That comparison assumes White's methods are inconsistent.

However, it's appropriate (even obligatory) to argue that the conclusions of liberal scholars (quoted by Muslims against traditional Christianity) are faulty while, at the same time, demonstrating the merits of liberal scholarship with respect to critiques of Islam. Since White deals with liberal scholarship on a regular basis, I don't see how this approach is inconsistent on any level.

And you are comparing the use of liberal and conservative scholarship across two different religious traditions. Not only do you require a symmetrical relationship where none should exist, but your comparison of John Bugay's methods with White's is disanalogous.

David Waltz said...

Hello Matthew,

Thanks for responding to my musings; you posted:

>>David Waltz writes:

For instance, John eagerly endorses the critical German scholar Lampe concerning the status of the Roman church/s during the 1st and 2nd centuries, and then thoroughly recommends Andreas Kostenberger and Michael Kruger's The Heresy of Orthodoxy which is at odds with some important conclusions of Lampe.

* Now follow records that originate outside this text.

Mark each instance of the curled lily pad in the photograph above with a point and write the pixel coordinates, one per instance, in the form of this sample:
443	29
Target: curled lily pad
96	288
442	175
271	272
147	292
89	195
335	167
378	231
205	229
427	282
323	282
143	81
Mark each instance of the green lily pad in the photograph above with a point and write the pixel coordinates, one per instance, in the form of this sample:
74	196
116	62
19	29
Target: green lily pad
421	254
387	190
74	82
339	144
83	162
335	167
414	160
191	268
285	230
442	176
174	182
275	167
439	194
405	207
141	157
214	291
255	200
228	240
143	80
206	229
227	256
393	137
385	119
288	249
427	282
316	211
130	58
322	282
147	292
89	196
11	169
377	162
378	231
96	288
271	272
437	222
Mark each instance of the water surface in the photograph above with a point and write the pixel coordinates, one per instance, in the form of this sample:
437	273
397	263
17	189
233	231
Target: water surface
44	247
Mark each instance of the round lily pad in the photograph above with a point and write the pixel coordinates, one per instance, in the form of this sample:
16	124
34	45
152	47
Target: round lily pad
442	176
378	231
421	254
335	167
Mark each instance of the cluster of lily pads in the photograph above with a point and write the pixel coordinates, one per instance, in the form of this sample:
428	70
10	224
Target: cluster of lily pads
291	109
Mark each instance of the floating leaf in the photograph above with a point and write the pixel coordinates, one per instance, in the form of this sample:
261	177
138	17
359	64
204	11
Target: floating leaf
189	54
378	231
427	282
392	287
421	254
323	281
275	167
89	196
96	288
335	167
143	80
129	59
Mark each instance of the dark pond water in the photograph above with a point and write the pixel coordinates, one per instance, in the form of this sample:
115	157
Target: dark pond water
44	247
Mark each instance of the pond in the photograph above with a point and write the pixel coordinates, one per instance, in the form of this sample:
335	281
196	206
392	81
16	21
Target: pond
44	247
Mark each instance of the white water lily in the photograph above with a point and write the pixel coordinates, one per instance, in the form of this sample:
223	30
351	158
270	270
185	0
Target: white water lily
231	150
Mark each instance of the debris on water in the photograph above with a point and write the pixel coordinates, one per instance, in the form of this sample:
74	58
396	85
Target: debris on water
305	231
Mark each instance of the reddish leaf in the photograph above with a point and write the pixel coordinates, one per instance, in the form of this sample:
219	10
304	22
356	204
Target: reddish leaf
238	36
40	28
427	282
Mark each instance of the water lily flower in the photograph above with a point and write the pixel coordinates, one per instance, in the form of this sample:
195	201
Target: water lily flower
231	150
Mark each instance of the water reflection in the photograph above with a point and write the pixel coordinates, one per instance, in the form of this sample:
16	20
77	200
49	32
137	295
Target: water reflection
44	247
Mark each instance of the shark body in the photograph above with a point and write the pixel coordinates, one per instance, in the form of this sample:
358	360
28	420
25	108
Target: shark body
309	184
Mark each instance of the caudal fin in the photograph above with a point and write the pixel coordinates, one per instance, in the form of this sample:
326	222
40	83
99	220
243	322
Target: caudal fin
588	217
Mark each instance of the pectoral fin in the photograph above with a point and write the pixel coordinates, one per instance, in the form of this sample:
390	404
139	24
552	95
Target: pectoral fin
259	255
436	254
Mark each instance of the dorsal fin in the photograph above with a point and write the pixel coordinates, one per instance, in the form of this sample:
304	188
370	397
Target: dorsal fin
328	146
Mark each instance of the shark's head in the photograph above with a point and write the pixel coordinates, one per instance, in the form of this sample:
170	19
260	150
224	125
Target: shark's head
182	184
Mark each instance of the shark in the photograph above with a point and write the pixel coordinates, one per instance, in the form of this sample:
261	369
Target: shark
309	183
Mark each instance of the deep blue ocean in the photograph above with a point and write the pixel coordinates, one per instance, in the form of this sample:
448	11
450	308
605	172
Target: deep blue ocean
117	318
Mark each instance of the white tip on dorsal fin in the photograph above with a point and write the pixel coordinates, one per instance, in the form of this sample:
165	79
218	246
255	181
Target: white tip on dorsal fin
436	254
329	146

How does it follow that this is inconsistent? Since you yourself have given the qualification of "some," it doesn't seem reasonable to suggest that John can't recommend both Lampe and Kostenberger/Kruger. Unless they were completely contradictory (in both methods and conclusions), it seems perfectly reasonable to draw on and recommend those aspects of these works he finds helpful and accurate.>>

Me: Perhaps you do not understand the key issues between critical scholarship and conservative scholarship (maybe you do, but choose to sweep these issues under the carpet for now). Lampe's critical methodology permeates his scholarly work--the inconsistency of John lies in his willingness to accept Lampe's critical methodology in a very narrow venue—i.e. wherein he undermines certain Roman Catholic claims—but then rejects Lampe's critical methodology when it works against his worldview.

>>Do not wish to digress here,

Then I have to ask why you brought up this charge of inconsistency at all. Are you hoping that it will stand uncontested if you couch it in noncommittal language?>>

Me: No.

>>Charges of intellectual inconsistency are serious. It would be best to either make them with an intent to discuss them or not to make them at all.>>

Me: I am willing to do so.

>>but it does remind me a bit of James White’s charge/s leveled against Muslim apologists who quote “liberal”, critical Christian scholars in their debates, whilst James allows himself to use “liberal” and critical Islamic scholars.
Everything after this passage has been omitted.